Je n'ai pas besoin de vous dire que sur ce plan comme sur d'autres, je mettrai en jeu toutes les responsabilités qui sont miennes. La République pour moi n'est pas un mot, ce n'est pas un vocable, c'est une réalité, une réalité impérieuse, contraignante, vis-à-vis de laquelle tous nous sommes des obligés. A fortiori, lorsqu'on a l'honneur d'être à un poste de responsabilité tout en haut de la hiérarchie républicaine, doit-on consacrer tout ce qu'on a d'énergie, d'intelligence, de volonté, de cœur à la servir.

Comptez sur moi, si je reste Président pour exercer la plénitude de mes attributions. Mais cela ne suffira pas. Je me propose de faire avec vous tous... avec tous les républicains, tout ce qu'il faudra pour éclairer le peuple de France et essayer d'empêcher que, par ignorance, il ne compromette son avenir et ses libertés.

Il y a un moyen que le Parlement peut utiliser, c'est la motion de censure. La motion de censure c'est la réplique constitutionnelle à une violation de la Constitution. (Applaudissements.)

Je disais que nous sommes quatre en France à être désignés par la Constitution pour la faire respecter. Si le Chef de l'État a décidé en connaissance de cause, je me .permets de l'affirmer, de la violer, le Premier Ministre n'avait qu'à ne pas signer, il n'avait qu'à ne pas dire OUI... au référendum (applaudissements)... et le référendum donc n'aurait pas été possible puisque je vous ai expliqué que c'est à la demande du Premier Ministre, ou à l'initiative parlementaire, c'est-à-dire à la demandé des Chambres que la révision est possible. On le lui a imposé ; il y a quelques mois ce n'était pas son sentiment, aujourd'hui il a accepté, il va contresigner le projet de loi. Il prend ses responsabilités, chacun de nous prendra les siennes ; l'avenir, je ne sais pas s'il sera lointain ou proche, jugera. Le peuple français comprendra et, au moment où il aura compris, je ne sais pas dans combien de temps, il saura au moins quels sont ceux qui ont voulu le bien servir.

Laissez-moi vous dire que la motion de censure m'apparaît comme la réplique directe, légale, constitutionnelle, à ce que j'appelle une forfaiture. (Applaudissements.)

On a beaucoup parlé au cours de ce Congrès de la nécessité de l'union du front uni de tous ceux qui croient à la République, et à la Démocratie. Elle est indispensable.

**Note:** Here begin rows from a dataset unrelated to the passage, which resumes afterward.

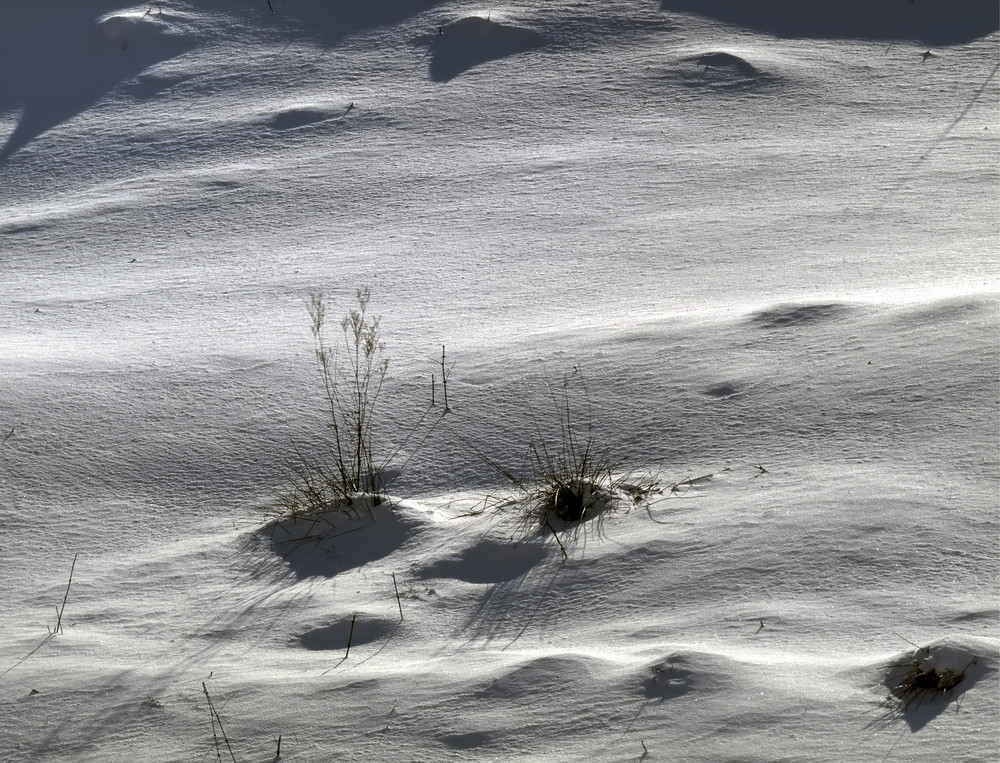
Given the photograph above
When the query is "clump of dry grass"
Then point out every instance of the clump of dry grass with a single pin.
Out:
(923, 676)
(570, 479)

Que les républicains prennent leurs responsabilités dans ce combat car c'est un combat. C'est un combat pour des idées certes. Les idées passent avant les hommes surtout quand il s'agit d'idées aussi sacrées que celles-là, mais le triomphe de l'idée ne peut se concevoir que si les hommes, au coude à coude, font un front commun contre ceux qui veulent la vaincre. Front commun des républicains, je dis bien de toutes nuances, tous ceux qui croient en la République, tous ceux qui ont foi en la démocratie, doivent s'unir au Parlement, dans les villes, dans les communes, dans les villages, partout le Français doit se rendre compte qu'il joue l'avenir de ses libertés et consentir au besoin à se sacrifier pour elle. (Applaudissements.)

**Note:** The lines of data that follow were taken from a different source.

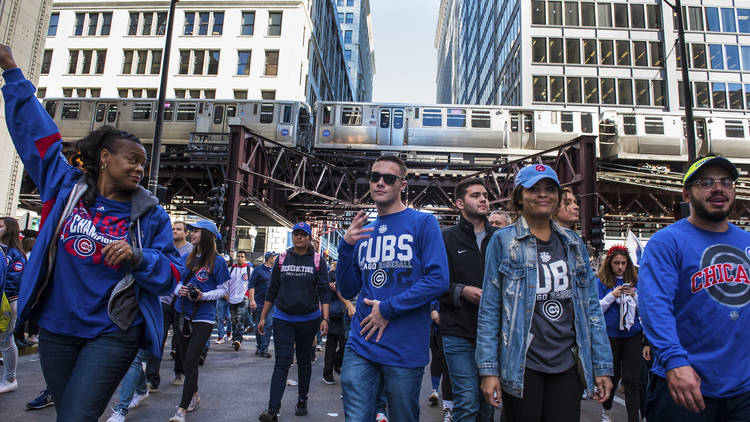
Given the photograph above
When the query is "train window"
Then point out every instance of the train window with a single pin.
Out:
(327, 115)
(385, 118)
(480, 119)
(734, 129)
(456, 118)
(70, 110)
(186, 112)
(51, 108)
(432, 117)
(654, 125)
(587, 123)
(112, 113)
(528, 122)
(286, 117)
(398, 119)
(100, 110)
(351, 116)
(628, 124)
(141, 111)
(566, 122)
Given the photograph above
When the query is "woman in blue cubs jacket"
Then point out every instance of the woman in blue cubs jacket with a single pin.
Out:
(103, 257)
(203, 282)
(10, 242)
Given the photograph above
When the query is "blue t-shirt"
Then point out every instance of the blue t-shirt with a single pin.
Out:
(82, 282)
(694, 294)
(403, 264)
(205, 280)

Je fais donc un appel aux républicains de ce pays, non pas seulement à ceux du Parti radical auquel j'appartiens depuis que j'ai l'âge de raison, je fais un appel au peuple de France.

Il n'est pas possible que lui qui s'est tant battu récemment encore derrière l'actuel Chef de l'État contre un ennemi qui occupait son sol, pour reconquérir ses libertés et pour rester fidèle à l'idéal de ses ancêtres accepte la violation délibérée de ses droits et demain de ses libertés.

A tous ceux qui ont foi en la République, à tous ceux qui croient en la démocratie comme le seul régime garantissant la personne humaine, sa dignité, ses droits, et encore une fois, ses libertés, je dis: dressez-vous pour sa défense et pour sa sauvegarde. (Très vifs applaudissements.)

Le Congrès se lève et fait une énorme ovation au Président Monnerville et tous les congressistes debout chantent la Marseillaise.